Leveraging AutoBridge to Boost the Design Frequency
Author: Jie Wang (jiewang@cs.ucla.edu)
AutoBridge is an automation framework to boost the FPGA design frequency. This page explains how to leverage AutoBridge to further boost the systolic array frequency on Xilinx FPGAs.
The testing environment of all the designs presented in this tutorial is described by the table below.
Target FPGA |
Xilinx Alveo U250 |
FPGA Synthesis Tools |
Xilinx Vivado HLS 2019.2, Xilinx Vitis 2019.2 |
CPU |
Intel(R) Xeon(R) CPU E5-2699 v3 @ 2.30GHz |
Introduction of AutoBridge
AutoBridge is a floorplanning tool based on the Vivado HLS design flow. It parses the Xilinx HLS designs and generates the floorplanning constraints to help boost the design frequency. More details about this tool can be found at:
Using AutoBridge to Boost the Frequency
Please follow the instructions on AutoBrige’s Github repo to install the tool.
The design example used for this tutorial can be found at the directory ${AUTOSA_ROOT}/autosa_tests/large/mm
.
Step 0: Generating the Reference Design
First of all, let’s generate a design directly without using AutoBridge. Use the following command to generate the systolic array design.

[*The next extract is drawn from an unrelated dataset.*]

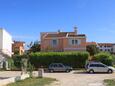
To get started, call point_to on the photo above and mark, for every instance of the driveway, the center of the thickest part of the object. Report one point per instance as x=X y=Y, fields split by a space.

./autosa ./autosa_tests/large/mm/kernel.c \
--config=./autosa_config/autosa_config.json \
--target=autosa_hls_c \
--output-dir=./autosa.tmp/output \
--sa-sizes="{kernel[]->space_time[3];kernel[]->array_part[260,256,512];kernel[]->latency[20,16];kernel[]->simd[8]}" \
--simd-info=./autosa_tests/large/mm/simd_info.json \
--host-serialize
The generated designs can be found at ${AUTOSA_ROOT}/autosa.tmp/output/src
.
Copy the Makefile and the DRAM connectivity configuration file to the project directory.
cp ${AUTOSA_ROOT}/autosa_tests/large/mm/Makefile ${AUTOSA_ROOT}/autosa.tmp/output/
cp ${AUTOSA_ROOT}/autosa_tests/large/mm/connectivity.cfg autosa.tmp/output/
Set up your local Xilinx Vitis environment. Note that we target the Xilinx Alveo U250 in the Makefile.
Change the Makefile and connectivity file accordingly if you target a different FPGA board.
You may also need to change the design parameters described by --sa-sizes
if your target FPGA board has
less resource than Xilinx Alveo U250.
Run the following command to synthesize the design into bitstream.
cd ${AUTOSA_ROOT}/autosa.tmp/output
make all
Note
As the example design is rather large, it takes approximately 40 hours to finish the synthesis on our workstation.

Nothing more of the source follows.